Pennsylvania will expand eligibility for the COVID-19 vaccine to all adults beginning Tuesday, nearly a week ahead of schedule, as supply begins to catch up with demand and state officials try to keep pace with a mutating virus.
Vaccine providers told the Health Department they were having trouble filling appointments, signaling that it was time for the state to abandon its phased rollout and make the shots available to everyone aged 16 and older, the acting health secretary, Alison Beam, said Monday.
The quickened pace comes as Pennsylvania grapples with a spring surge in coronavirus cases and hospitalizations,
“We need to maintain acceleration of the vaccine rollout, especially as case counts and hospitalization rates have increased,” Gov. Tom Wolf said in a statement.
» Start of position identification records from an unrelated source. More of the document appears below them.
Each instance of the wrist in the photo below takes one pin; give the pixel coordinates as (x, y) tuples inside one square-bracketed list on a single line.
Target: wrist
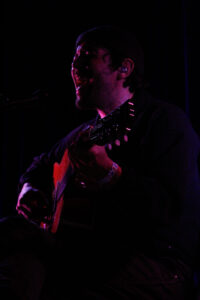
[(112, 176)]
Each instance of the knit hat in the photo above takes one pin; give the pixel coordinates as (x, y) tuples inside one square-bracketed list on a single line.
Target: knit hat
[(117, 40)]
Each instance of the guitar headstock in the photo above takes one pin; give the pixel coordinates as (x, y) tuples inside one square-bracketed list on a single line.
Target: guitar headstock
[(114, 126)]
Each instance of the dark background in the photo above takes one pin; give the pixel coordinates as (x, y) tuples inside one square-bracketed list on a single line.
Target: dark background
[(36, 90)]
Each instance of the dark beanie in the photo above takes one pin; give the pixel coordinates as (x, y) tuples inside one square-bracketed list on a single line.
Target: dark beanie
[(118, 41)]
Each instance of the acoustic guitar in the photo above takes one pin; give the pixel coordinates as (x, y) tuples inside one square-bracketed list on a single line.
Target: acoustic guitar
[(113, 127)]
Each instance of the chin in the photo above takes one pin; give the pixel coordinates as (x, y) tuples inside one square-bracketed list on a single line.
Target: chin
[(84, 103)]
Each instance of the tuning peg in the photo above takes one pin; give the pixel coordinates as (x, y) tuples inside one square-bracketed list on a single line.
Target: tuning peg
[(117, 142), (109, 146), (125, 138)]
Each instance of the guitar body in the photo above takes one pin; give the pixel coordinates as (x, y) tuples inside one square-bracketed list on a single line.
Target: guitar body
[(113, 126), (59, 172)]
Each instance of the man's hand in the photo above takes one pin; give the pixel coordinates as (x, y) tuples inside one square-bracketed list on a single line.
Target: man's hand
[(91, 164), (32, 204)]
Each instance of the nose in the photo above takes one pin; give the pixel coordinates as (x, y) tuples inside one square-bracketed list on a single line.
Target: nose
[(80, 64)]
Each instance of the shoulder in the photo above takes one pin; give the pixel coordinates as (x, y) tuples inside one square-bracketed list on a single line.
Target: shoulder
[(59, 148)]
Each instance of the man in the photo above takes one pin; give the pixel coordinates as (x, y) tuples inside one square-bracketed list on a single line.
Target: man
[(118, 198)]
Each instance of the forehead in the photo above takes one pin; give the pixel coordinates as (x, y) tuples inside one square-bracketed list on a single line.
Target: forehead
[(88, 47)]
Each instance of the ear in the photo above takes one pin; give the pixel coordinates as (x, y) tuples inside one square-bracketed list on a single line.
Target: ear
[(126, 68)]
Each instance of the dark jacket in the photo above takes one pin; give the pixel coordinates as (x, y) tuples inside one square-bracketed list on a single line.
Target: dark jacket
[(155, 206)]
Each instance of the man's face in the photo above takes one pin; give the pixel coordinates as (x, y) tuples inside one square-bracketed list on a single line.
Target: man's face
[(94, 78)]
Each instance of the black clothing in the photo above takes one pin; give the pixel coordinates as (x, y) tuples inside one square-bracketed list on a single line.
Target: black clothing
[(143, 231)]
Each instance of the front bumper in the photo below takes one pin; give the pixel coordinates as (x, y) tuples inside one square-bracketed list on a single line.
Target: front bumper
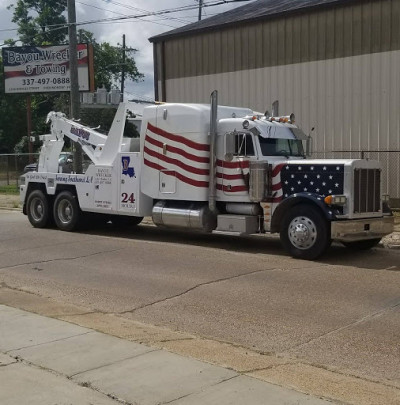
[(361, 229)]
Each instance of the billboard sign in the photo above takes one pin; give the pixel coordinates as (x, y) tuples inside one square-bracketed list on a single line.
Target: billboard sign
[(42, 69)]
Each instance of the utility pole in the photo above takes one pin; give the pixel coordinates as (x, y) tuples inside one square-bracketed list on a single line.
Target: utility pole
[(123, 68), (73, 68), (200, 8)]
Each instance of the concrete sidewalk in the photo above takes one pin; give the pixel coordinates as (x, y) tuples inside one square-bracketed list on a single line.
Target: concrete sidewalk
[(48, 361)]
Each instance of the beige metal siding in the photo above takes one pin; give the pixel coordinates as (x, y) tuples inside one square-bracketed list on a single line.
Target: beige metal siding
[(352, 102), (337, 69), (367, 27)]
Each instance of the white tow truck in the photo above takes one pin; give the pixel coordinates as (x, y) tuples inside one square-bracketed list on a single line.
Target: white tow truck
[(209, 168)]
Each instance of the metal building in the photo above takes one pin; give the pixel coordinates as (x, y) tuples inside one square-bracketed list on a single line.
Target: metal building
[(334, 63)]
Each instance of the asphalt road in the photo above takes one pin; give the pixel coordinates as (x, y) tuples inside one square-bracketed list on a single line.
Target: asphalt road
[(342, 312)]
Most states have already established universal eligibility ahead of an April 19 deadline set by President Joe Biden. Wolf had said last week that the state was taking a more gradual approach in hopes of avoiding the kind of bottleneck that occurred when Pennsylvania rapidly expanded vaccine eligibility to everyone aged 65 and older in January.
At that time, supplies were low, Pennsylvania lagged behind other states in administering the doses it did get, and many residents were frustrated by their inability to schedule an appointment.
The state has since improved its vaccine rollout. About 39% of Pennsylvania’s population of 12.8 million has now received at least one vaccine dose, 11th among the states, according to the U.S. Centers for Disease Control and Prevention.
With 2.3 million residents already fully vaccinated and the supply crunch beginning to ease, state officials are concerned that vaccine hesitancy will soon become a bigger challenge. Rep. Tim O’Neal, R-Washington, a member of the state’s coronavirus task force, said Monday that supply has outstripped demand at several recent clinics in western Pennsylvania.
Trying to stoke interest and improve access - particularly in minority and underserved communities - the state plans to hold 120 mobile clinics statewide in the coming months to administer the vaccine and address any lingering doubts about its safety and efficacy.
“In order to solve health care inequality and reach our vulnerable and underserved communities, we need to meet our people where they are,” said George Fernandez, founder and CEO of Latino Connection, which offers health and wellness programming in low-income areas and will operate the mobile units.
Beam called April a “critical turning point in this pandemic” and said that addressing vaccine hesitancy will be critical in helping the state defeat the pandemic, which has sickened more than 1 million people and killed more than 25,000 statewide.
The state is aiming to get at least 80% of the adult population vaccinated. Nearly 50% of those 18 and older have been vaccinated so far, according to the CDC.
Pennsylvania is racing to vaccinate amid a recent surge in new infections. Daily coronavirus cases have risen more than 20% over the past two weeks, to an average of more than 4,300 per day, according to data from Johns Hopkins University Center for Systems Science and Engineering.
One hopeful sign: The rate of increase has slowed.
“While we’re not at a plateau, we are reaching a bit of a plateau as to how quickly that rate was increasing,” Beam said.
Hospitalizations, meanwhile, are up more than 50% over the past three weeks, according to the Health Department. Deaths attributed to COVID-19 have remained steady, averaging about 31 per day across the state.
Philadelphia, which receives its vaccine allotment directly from the federal government, also made more people eligible on Monday - from janitors to construction workers to bank tellers - but is waiting until April 19 to expand eligibility to the general public.